The normal approach is to segment your flight so that you know your burn for different phases of the flight. For example, cruise after a long flight, may be at a reduced power setting, because the aircraft is lighter (having burned much of it's fuel).
Then one adds up the fuel for each segment, including reserve, to get the total load.
Manually, iterative refinement can be done to optimize things.
For the flying I do, there is no push to drop the fuel load down, so we can pick a point, and with one run at he fuel (manually when not using an aircraft with FMS or electronic aids (tablet), we can verify if the initial guess is close, and decide to use that load.
However, friends who fly for airlines say that the ops people are always cutting their fuel tight, especially when there is weather which could cause diversions. They will ask for a few more pounds "for the wife and kids." Then again, a fuel diversion can be expensive.

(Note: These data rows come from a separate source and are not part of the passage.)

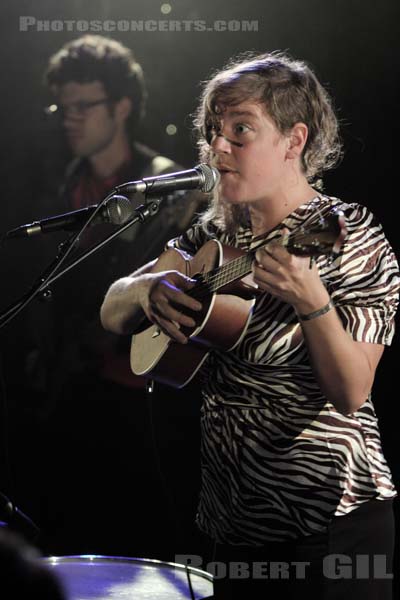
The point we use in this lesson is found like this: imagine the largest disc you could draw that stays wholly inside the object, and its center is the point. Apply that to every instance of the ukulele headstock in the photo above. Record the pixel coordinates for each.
(324, 237)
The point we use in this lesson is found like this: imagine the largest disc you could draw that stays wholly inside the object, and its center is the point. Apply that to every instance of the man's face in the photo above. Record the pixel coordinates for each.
(90, 122)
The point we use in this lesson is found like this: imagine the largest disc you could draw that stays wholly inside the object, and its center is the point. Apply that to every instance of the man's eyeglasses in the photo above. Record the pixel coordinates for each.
(79, 108)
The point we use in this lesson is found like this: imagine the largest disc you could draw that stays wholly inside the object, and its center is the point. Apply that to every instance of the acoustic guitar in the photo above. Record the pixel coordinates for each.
(225, 288)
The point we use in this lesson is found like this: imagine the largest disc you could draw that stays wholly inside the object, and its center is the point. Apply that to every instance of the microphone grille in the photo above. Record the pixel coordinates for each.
(210, 177)
(119, 210)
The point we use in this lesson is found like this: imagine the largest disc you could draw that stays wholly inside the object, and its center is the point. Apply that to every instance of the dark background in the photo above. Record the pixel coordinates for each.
(87, 472)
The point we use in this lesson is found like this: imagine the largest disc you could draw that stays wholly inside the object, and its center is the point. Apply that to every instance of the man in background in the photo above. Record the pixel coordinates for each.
(97, 421)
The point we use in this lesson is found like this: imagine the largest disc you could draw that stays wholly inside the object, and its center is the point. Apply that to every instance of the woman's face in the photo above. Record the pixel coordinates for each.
(250, 153)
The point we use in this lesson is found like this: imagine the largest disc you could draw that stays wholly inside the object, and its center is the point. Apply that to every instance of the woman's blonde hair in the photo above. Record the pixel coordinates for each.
(290, 93)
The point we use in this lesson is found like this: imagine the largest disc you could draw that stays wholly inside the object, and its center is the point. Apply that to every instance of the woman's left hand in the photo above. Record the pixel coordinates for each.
(289, 277)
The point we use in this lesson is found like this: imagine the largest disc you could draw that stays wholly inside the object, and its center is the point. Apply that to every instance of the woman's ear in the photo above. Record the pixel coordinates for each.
(297, 139)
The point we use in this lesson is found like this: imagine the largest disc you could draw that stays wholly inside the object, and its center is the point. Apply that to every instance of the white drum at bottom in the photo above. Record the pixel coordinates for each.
(118, 578)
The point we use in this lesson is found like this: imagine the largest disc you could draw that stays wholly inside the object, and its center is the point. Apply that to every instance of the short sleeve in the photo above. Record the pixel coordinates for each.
(364, 283)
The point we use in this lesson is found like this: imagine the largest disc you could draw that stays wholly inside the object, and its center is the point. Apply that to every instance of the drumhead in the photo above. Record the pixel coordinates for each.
(90, 577)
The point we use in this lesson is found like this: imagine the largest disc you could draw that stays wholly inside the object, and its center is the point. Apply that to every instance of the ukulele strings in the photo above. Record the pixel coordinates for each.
(232, 270)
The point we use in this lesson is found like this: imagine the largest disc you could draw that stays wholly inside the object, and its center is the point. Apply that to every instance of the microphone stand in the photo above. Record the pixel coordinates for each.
(49, 275)
(14, 517)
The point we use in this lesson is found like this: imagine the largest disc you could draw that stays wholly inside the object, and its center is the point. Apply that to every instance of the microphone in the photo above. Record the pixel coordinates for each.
(117, 210)
(202, 177)
(16, 519)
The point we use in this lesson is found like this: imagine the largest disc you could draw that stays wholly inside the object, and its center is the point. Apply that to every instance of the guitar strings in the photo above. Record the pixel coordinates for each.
(235, 268)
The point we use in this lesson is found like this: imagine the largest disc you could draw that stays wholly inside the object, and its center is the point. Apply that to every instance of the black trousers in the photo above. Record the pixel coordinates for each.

Another point, normally one selects cruise altitude for WX conditions, traffic, and flight duration. In other words, normally the available fuel does not drive altitude. Altitude is driven by flight conditions, routing, economy, etc.
So in summary, segment your flight, and use climb and descent burn rates and rates for your weight, power (or TAS) and altitude, to get an initial "proposal" and then iteratively refine if necessary. Obviously add reserves and a flight condition based reserve. If you will be picking your way through some weather you will want a reserve for that.